- 213
Andy Warhol
Description
- Andy Warhol
- Dollar Sign
- signed and inscribed To David and Philip, Love Andy on the reverse
- acrylic and silkscreen ink on canvas
- 10 by 8 in. 25.4 by 20.3 cm.
- Executed in 1982.
Provenance
Gift from the artist to the present owner in June 1984
Catalogue Note
Throughout his career, Andy Warhol has demonstrated an astounding ability to present unabashedly the true symbols and demi-gods of modern American society: celebrity icons, mass consumer products, money. A product of his early career in advertising, Warhol experienced first hand the shift towards a total consumer culture and the growing materialistic nature of the American public. By the 1980s, with the bullish market and the undeniable fascination with accumulating wealth, money had become one of the most powerful and sexy objects imaginable. By far the most ostentatious and flagrantly capitalistic of all Warhol's explorations into the theme of money, his treatment of the dollar sign provides the ultimate expression of a lifetime infatuation with consumerism.

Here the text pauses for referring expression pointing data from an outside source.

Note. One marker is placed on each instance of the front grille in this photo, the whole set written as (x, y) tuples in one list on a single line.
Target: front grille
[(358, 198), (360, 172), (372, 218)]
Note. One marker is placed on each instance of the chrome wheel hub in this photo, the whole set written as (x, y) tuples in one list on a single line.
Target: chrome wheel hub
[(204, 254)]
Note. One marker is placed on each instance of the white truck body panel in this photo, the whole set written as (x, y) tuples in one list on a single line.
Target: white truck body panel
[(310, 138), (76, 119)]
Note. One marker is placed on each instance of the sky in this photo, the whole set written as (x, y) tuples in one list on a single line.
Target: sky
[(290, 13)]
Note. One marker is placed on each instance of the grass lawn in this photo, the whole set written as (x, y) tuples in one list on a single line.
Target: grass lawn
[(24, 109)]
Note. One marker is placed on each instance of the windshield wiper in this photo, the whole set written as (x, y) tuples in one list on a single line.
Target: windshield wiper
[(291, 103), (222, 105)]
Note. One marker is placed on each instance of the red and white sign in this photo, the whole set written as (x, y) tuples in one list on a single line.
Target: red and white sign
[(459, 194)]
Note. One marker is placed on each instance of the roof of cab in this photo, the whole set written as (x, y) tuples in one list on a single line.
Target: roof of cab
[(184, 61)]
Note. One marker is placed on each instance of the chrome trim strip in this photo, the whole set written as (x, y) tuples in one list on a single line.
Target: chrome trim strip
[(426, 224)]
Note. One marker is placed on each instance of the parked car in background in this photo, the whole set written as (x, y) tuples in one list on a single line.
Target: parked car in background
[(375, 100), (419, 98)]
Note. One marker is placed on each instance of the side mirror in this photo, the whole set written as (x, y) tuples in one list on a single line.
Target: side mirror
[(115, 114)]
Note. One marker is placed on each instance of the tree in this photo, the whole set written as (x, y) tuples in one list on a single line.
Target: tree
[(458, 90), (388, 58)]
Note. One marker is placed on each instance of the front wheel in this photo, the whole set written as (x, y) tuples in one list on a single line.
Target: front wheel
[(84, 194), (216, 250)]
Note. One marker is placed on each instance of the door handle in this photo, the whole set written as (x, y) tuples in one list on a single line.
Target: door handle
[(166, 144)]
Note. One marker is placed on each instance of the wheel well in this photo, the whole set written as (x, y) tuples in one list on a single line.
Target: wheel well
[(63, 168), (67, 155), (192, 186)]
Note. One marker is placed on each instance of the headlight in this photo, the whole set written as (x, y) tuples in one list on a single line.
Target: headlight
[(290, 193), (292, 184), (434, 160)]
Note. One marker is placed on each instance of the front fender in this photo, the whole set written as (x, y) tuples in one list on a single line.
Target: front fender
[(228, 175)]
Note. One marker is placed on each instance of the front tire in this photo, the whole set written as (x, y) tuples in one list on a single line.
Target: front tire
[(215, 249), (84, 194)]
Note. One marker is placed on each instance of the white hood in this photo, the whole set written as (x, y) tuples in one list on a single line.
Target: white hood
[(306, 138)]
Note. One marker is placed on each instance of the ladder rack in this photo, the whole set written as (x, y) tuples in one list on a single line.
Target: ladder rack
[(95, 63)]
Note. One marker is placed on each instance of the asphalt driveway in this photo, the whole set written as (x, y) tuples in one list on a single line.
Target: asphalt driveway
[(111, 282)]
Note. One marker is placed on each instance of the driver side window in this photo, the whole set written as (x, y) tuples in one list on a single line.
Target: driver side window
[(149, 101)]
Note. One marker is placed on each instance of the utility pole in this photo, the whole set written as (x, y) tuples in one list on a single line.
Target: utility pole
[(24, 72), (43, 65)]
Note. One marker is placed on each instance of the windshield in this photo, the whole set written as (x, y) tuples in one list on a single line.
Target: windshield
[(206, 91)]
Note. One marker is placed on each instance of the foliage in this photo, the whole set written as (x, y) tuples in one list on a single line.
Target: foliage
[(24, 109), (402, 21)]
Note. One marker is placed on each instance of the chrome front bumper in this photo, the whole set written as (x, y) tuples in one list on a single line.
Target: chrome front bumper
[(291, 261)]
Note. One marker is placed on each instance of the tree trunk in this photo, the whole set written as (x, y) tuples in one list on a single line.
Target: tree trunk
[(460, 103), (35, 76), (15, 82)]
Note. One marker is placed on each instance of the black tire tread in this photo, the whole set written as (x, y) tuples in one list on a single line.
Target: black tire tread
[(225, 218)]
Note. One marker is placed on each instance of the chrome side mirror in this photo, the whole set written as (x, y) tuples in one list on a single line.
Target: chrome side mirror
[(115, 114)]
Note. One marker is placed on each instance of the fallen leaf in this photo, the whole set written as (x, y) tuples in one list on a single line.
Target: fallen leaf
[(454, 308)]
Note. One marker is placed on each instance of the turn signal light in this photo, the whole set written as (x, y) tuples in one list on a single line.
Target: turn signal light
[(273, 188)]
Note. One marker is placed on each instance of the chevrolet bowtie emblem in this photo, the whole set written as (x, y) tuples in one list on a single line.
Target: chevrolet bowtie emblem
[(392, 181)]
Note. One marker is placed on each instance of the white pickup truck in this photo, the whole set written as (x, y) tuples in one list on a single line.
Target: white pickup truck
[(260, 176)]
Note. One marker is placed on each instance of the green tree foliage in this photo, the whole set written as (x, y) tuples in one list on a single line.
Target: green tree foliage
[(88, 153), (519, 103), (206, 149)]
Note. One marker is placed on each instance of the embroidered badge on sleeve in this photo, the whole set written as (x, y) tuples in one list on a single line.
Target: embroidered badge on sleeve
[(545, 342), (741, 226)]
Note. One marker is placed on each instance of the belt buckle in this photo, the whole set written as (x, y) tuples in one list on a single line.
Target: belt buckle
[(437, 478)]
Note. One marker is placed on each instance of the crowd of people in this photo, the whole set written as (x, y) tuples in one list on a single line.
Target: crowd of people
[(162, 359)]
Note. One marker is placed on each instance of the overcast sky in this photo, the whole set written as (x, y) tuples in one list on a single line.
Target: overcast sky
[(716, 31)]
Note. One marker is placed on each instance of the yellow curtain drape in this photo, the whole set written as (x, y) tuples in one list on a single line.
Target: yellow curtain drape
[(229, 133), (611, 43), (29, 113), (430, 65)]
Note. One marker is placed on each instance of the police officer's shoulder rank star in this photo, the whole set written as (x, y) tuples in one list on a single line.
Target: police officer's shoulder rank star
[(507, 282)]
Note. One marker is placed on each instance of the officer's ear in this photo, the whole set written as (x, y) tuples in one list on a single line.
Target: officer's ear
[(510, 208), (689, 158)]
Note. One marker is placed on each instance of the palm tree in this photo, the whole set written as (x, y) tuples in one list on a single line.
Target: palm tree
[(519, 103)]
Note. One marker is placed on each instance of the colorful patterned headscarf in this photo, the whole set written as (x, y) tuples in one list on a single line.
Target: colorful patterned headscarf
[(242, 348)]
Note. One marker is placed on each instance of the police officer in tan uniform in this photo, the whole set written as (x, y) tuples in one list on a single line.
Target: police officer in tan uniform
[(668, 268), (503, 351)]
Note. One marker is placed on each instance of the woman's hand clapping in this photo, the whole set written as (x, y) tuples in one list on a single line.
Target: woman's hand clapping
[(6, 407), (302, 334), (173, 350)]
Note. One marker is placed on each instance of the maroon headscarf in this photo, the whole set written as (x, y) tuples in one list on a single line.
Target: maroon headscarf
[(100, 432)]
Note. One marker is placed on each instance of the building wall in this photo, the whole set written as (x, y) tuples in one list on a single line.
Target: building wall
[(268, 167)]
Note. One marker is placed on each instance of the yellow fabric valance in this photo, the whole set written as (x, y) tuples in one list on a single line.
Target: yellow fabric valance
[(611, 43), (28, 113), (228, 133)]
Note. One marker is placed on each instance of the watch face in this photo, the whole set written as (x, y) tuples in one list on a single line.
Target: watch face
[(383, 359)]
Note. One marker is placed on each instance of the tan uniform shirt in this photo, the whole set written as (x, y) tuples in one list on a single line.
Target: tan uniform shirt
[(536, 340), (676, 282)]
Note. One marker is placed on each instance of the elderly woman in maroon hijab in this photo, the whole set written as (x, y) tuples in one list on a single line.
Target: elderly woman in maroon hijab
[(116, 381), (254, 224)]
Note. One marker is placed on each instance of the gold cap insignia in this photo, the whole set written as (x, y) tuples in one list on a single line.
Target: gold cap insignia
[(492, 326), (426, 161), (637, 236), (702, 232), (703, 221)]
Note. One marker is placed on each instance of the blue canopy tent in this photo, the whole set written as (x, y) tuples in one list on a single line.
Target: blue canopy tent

Dollar Sign reflects the complete marriage of art and money. Moving away from his earlier depictions of dollar bills, Warhol's Dollar Sign series isolate the $, concentrating on the iconic symbol of money – connoting sex, power and status in the most banal of fashions. The vibrant dollar sign pops off the canvas and commands attention and perfectly captures the brazen euphoria synonymous with the 1980s. Dollar Sign is a highly provocative image, quintessentially Warholian: reflecting his personality, shrewd powers of social oberservation and uncanny ability to stay on the forefront of culture and anticipate the next big thing.
Dedicated to David Whitney and Philip Johnson and placed in the living room of Whitney's Big Sur home, Dollar Sign is a powerfully iconic symbol, seemingly brazen in its simplicity and capturing so succinctly Warhol's love affair with wealth. Warhol commented, "I like money on the wall. Say you were going to buy a $200,000 painting. I think you should take that money, tie it up, and hang it on the wall. Then, when someone visited you, the first thing they would see is the money on the wall." (David Bourden, Warhol, New York, 1989, p. 384) Warhol's Dollar Sign series perfectly embodies his satirical commentary on American materlialism - quite literally hanging money on the wall.
Went to Castellano's for dinner (cab $6) with David Whitney, but without Philip who was off having dinner with some swells. And David reminds me that he wants us to get married, and now that I hear how many Jasper Johns he has, it would really be worth it.